Git Product home page Git Product logo

Comments (16)

chenkovsky avatar chenkovsky commented on August 21, 2024

match is thread safe.

from cyac.

OblackatO avatar OblackatO commented on August 21, 2024

I analyzed the function after posting this issue and arrived to that conclusion.
I am not into cython, but do you think it would be possible to release the GIL only for the match function?
This has the following advantages:

  • Python threads using the match function use multiple cores (because GIL is ignored)
  • Python threads can share the same AC automaton

From what I have read, nogil requires that no Python code is executed. However, in the match function there are several python objects, such as xstring or the trie. It would be necessary to change the def statement of match to cdef. Also, the word yield could not make part of the function anymore.

from cyac.

nppoly avatar nppoly commented on August 21, 2024

@OblackatO could you please give a patch? it seems that you know GIL better than me.

from cyac.

OblackatO avatar OblackatO commented on August 21, 2024

Ty for your answer @nppoly, 1t of all let me just tell you that your library is probably the best python library I found in terms of speed and memory efficiency dealing with aho corasick.

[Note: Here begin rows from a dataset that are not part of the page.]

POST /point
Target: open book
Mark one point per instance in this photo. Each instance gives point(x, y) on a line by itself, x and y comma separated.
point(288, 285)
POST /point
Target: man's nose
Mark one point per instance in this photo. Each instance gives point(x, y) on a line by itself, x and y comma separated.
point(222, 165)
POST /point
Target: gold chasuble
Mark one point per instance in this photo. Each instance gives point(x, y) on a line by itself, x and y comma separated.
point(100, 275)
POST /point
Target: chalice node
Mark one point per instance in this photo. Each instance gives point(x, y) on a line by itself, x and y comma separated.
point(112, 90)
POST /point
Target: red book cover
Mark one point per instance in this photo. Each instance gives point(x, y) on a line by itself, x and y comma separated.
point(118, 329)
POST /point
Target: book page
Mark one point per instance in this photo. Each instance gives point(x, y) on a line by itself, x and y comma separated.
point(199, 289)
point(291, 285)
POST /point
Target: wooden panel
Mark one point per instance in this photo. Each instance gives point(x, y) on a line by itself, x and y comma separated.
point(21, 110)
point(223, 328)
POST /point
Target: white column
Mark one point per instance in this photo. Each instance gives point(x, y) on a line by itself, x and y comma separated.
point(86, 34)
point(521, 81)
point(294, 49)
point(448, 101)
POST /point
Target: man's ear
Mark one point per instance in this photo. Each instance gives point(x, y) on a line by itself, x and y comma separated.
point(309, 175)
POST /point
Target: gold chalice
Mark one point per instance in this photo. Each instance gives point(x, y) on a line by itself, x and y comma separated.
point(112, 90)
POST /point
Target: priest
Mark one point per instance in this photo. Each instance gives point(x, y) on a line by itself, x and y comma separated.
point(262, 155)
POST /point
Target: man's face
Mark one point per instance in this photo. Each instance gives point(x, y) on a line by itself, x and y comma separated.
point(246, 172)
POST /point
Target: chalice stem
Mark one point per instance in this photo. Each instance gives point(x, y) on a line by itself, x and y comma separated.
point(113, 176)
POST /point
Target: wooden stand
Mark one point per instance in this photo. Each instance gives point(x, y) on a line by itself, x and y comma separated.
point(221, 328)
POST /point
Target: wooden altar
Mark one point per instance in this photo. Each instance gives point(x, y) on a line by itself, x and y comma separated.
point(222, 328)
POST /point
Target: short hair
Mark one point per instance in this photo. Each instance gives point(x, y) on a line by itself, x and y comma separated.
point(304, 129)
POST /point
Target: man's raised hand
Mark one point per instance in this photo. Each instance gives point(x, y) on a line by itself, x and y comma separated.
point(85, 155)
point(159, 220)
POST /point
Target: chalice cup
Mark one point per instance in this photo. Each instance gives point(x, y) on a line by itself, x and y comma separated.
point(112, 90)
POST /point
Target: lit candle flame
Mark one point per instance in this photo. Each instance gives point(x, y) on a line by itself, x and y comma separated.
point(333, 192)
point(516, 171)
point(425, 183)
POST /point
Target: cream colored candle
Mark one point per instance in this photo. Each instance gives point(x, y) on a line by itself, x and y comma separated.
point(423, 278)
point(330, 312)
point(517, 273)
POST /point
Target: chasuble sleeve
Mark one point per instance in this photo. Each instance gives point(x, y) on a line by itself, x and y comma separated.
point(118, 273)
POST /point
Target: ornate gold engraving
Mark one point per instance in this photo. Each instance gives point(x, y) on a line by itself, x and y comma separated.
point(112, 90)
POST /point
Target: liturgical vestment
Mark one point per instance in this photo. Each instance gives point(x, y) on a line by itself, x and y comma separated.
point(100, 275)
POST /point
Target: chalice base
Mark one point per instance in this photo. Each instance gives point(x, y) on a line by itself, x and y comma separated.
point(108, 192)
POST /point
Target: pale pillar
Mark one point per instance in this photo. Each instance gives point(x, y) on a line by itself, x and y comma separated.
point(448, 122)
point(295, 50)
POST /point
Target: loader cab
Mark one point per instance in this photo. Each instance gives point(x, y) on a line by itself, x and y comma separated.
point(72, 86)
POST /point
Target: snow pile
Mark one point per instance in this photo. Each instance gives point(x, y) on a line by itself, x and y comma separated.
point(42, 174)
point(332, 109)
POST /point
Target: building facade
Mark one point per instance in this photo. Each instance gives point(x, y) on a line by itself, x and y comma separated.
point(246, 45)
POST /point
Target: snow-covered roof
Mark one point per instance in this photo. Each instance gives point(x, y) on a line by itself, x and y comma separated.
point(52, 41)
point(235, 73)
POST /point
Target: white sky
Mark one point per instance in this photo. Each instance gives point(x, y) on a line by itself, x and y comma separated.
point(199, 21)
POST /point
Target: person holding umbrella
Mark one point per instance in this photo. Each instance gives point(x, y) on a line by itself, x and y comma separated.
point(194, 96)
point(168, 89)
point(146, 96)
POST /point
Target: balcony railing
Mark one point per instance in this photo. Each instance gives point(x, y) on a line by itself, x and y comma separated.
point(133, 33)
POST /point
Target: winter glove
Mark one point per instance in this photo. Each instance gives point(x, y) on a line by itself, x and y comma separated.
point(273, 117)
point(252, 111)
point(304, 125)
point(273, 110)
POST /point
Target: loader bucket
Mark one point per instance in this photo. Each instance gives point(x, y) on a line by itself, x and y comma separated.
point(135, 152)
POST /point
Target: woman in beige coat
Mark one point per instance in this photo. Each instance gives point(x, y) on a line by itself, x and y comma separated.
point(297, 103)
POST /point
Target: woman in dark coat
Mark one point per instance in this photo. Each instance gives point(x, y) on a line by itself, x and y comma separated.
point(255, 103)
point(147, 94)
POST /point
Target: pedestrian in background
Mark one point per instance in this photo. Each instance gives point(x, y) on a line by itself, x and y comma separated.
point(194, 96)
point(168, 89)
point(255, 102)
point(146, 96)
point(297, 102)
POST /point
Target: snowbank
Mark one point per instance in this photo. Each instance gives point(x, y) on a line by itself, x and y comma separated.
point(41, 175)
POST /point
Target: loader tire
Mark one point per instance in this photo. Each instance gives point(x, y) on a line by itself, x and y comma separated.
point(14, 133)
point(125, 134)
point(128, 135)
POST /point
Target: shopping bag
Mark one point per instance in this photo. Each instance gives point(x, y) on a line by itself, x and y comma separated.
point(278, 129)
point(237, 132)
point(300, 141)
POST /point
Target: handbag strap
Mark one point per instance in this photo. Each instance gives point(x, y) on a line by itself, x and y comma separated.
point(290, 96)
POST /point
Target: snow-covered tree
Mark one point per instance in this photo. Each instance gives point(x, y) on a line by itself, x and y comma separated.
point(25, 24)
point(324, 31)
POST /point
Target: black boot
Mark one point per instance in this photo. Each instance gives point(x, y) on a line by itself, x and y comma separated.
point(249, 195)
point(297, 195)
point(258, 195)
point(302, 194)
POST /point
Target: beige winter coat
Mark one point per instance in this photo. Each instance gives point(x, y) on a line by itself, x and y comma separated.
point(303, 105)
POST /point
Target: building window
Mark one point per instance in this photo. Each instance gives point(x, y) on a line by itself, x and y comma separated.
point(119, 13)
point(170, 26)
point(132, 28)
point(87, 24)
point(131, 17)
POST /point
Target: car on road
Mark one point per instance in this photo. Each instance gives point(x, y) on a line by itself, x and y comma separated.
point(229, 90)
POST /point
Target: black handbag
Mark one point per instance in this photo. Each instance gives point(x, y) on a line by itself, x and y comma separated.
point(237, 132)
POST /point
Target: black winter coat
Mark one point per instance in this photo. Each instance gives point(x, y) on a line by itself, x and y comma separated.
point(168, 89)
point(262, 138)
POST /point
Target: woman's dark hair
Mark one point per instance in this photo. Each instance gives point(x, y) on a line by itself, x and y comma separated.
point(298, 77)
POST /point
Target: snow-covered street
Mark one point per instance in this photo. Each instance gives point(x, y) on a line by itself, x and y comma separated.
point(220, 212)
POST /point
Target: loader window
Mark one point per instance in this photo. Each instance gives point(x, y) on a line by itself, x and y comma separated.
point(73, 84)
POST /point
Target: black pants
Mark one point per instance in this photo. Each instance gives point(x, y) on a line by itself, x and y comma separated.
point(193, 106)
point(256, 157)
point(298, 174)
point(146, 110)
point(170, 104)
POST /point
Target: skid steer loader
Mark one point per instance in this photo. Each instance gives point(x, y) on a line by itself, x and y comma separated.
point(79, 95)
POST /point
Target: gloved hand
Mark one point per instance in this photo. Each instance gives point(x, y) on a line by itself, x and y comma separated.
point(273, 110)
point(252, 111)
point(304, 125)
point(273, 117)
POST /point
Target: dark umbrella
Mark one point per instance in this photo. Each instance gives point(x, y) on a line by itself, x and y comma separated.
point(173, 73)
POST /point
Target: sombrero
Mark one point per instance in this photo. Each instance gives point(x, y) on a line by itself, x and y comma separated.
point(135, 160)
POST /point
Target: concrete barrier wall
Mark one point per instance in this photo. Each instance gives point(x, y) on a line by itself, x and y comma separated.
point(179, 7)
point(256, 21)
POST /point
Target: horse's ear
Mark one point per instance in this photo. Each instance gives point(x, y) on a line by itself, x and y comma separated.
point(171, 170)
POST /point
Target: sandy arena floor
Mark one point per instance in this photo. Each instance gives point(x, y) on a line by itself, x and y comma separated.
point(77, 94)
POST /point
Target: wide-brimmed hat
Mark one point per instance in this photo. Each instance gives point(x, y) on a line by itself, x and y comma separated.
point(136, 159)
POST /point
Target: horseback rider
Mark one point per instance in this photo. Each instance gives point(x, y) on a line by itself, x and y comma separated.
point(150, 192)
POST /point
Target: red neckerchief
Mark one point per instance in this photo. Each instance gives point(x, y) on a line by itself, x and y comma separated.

... could you please give a patch?

Before posting this issue I already try it. I do not think I can. As I said I am not familiar with Cython, but I learnt a bit about it to better understand the code of this library. It seems that the no GIL feature of Cython requires no Python objects at all in the code, only then the GIL can be release. This makes perfect sense to me. From the Cython docs we can read that:

... Code in the body of the with-statement must not manipulate Python objects in any way, and must not call anything that manipulates Python objects without first re-acquiring the GIL

The code on this library has python objects, the AC and the trie. Which makes me think that in order to release the GIL with the noGIL feature of Cython, the majority of the code of this library needs to be re-written (but I might be wrong, no Cython expert)

Even so, here is what I tried already(before posting this issue).

  • Create a cdef function wrapper to the actual match function of the ac and use the with nogil when calling the cdef wrapper
    • Result: Instant error when building with setup.py: It says that are several Python objects in the function, such as: xstring and the with nogil cannot be used here. The yield keyword is also a problem, it is a python keyword and it shows up on the long list of errors I got.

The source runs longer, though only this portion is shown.